For a formal fit against observed flow, feed these series into the efficiency metrics in computing Nash-Sutcliffe efficiency and KGE in Python rather than judging the overlay by eye.

Parameter Reference

Call / attribute Type Meaning
sim.step_advance(seconds) method Seconds of simulation time the solver runs per loop iteration; must be a whole multiple of ROUTING_STEP
REPORT_STEP (in [OPTIONS]) model setting Interval at which results are written to .rpt/.out; fixes the resolution of the Output API series
sim.current_time property Elapsed simulation datetime at the current step; use to index live series
sim.system_units property US or SI — governs the units of every node, link, and subcatchment reading
sim.runoff_error property Runoff continuity (mass-balance) error, percent; read after the loop
sim.flow_routing_error property Flow-routing continuity error, percent; read after the loop
Nodes(sim)[id].total_inflow property Total inflow to a node in the model’s flow units
Nodes(sim)[id].depth property Live hydraulic depth at a node during the run
out.node_series(id, NodeAttribute.X) method Full {datetime: value} series for a node attribute from the .out
out.link_series(id, LinkAttribute.X) method Full {datetime: value} series for a link attribute from the .out
NodeAttribute enum TOTAL_INFLOW, INVERT_DEPTH, FLOODING_LOSSES, HYDRAULIC_HEAD, and more
LinkAttribute enum FLOW_RATE, FLOW_DEPTH, FLOW_VELOCITY, CAPACITY, and more

Gotchas & Edge Cases

  • US vs.

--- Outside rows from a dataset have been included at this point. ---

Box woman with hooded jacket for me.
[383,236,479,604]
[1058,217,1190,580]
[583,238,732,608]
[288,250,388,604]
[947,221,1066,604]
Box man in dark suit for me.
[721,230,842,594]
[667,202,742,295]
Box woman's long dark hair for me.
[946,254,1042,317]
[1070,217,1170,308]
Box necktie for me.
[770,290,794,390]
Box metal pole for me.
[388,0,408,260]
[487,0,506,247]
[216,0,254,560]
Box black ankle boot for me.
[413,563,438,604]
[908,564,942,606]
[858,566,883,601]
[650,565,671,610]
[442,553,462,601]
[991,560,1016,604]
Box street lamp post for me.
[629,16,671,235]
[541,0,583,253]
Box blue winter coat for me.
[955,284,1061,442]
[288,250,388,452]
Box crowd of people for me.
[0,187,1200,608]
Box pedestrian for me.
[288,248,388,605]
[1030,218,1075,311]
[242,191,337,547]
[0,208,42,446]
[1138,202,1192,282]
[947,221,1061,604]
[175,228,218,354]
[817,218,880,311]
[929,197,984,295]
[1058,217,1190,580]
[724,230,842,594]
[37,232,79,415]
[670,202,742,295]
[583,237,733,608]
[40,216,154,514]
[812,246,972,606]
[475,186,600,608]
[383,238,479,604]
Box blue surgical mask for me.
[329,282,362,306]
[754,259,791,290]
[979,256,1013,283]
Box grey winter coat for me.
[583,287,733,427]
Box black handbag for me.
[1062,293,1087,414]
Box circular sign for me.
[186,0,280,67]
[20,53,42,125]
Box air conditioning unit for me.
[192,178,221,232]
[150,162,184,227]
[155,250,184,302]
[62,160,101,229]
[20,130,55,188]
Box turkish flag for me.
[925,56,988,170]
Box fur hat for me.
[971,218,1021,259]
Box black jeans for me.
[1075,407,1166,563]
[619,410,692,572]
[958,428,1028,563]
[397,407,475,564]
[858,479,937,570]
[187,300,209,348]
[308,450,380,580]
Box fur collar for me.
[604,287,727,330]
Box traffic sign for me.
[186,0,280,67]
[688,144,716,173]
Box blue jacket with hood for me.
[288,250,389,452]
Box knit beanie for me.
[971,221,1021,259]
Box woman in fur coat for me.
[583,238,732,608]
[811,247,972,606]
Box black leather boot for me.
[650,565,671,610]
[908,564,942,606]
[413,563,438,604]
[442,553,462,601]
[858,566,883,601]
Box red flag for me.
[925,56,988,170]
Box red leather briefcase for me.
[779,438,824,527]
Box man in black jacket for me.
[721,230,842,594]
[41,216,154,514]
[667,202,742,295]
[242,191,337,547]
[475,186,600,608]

SI units are silent. Every value you read carries the units declared by FLOW_UNITS in [OPTIONS] — CFS/GPM/MGD for US, CMS/LPS/MLD for SI. Nothing in the API converts for you. Read sim.system_units once and assert it matches your downstream assumptions, or a US-units model post-processed as SI will scale every hydrograph without any error being raised.

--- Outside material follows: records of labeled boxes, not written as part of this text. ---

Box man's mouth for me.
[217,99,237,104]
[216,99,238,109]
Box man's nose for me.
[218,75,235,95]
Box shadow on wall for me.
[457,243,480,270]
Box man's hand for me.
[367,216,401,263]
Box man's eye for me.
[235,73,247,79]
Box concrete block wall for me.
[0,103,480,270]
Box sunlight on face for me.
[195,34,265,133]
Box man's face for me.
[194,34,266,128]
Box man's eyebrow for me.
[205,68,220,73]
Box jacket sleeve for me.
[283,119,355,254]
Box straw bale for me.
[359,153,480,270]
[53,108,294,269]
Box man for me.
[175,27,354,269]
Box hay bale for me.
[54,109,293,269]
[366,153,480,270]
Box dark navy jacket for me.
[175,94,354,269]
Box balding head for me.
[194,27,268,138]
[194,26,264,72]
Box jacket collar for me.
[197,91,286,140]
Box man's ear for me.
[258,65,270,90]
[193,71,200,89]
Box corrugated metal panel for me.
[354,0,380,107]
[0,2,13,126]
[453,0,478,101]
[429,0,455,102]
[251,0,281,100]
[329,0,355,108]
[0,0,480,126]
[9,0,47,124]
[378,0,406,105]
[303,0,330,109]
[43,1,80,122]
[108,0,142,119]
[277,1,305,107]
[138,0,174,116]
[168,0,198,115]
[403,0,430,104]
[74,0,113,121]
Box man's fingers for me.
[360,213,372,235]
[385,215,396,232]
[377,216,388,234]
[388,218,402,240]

  • Close the Output handle. The Output object holds an open file descriptor to the binary .out. Always use it as a context manager (with Output(path) as out:). Leaving it open locks the file on Windows so a re-run cannot overwrite it, and it leaks descriptors across a batch of hundreds of models.

  • NaN and zeros at warmup. The opening reporting steps cover the dry period before rainfall and before storage fills, so zero flow and zero depth are physically correct there, not a bug. Genuine NaN from the Output API instead means you indexed with a timestamp that does not land exactly on a REPORT_STEP boundary — the series only holds values at those boundaries.

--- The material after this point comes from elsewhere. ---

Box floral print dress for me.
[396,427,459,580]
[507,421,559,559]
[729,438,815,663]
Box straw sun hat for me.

  • Read continuity before leaving the with block. sim.runoff_error and sim.flow_routing_error are populated by the engine at the end of the run and become inaccessible once the context manager tears the simulation down. Read and log them at the bottom of the loop’s with block.

  • step_advance resolution is not the .out resolution. The live-read cadence set by step_advance and the recorded cadence set by REPORT_STEP are independent. If your live series looks coarser or finer than the .out series for the same model, that mismatch is why — reconcile them by setting step_advance equal to REPORT_STEP when you want the two to align.

Frequently Asked Questions

Why do my SWMM output series start with NaN or zero values?

The first few reporting steps cover the model warmup before rainfall arrives and before storage fills, so node depths and conduit flows are legitimately zero or near zero. If you see genuine NaN rather than zero, it usually means you indexed the series with a timestamp that does not fall exactly on a reporting step. The Output API only returns values at REPORT_STEP boundaries.

Do I need to close the Output handle explicitly?

Yes. The Output object holds an open file handle to the binary .out. Use it as a context manager with with Output(path) as out so the handle is released on exit. Leaving it open locks the file on Windows and leaks descriptors in long-running batch jobs.

Should I collect results live in the loop or read them from the .out file afterward?

Read from the .out file when you want the complete recorded time series for every object and only need it after the run. Collect live in the loop when you need to react to state during the simulation, or when you want a value at a resolution the .out does not store. The two approaches are complementary and often used together.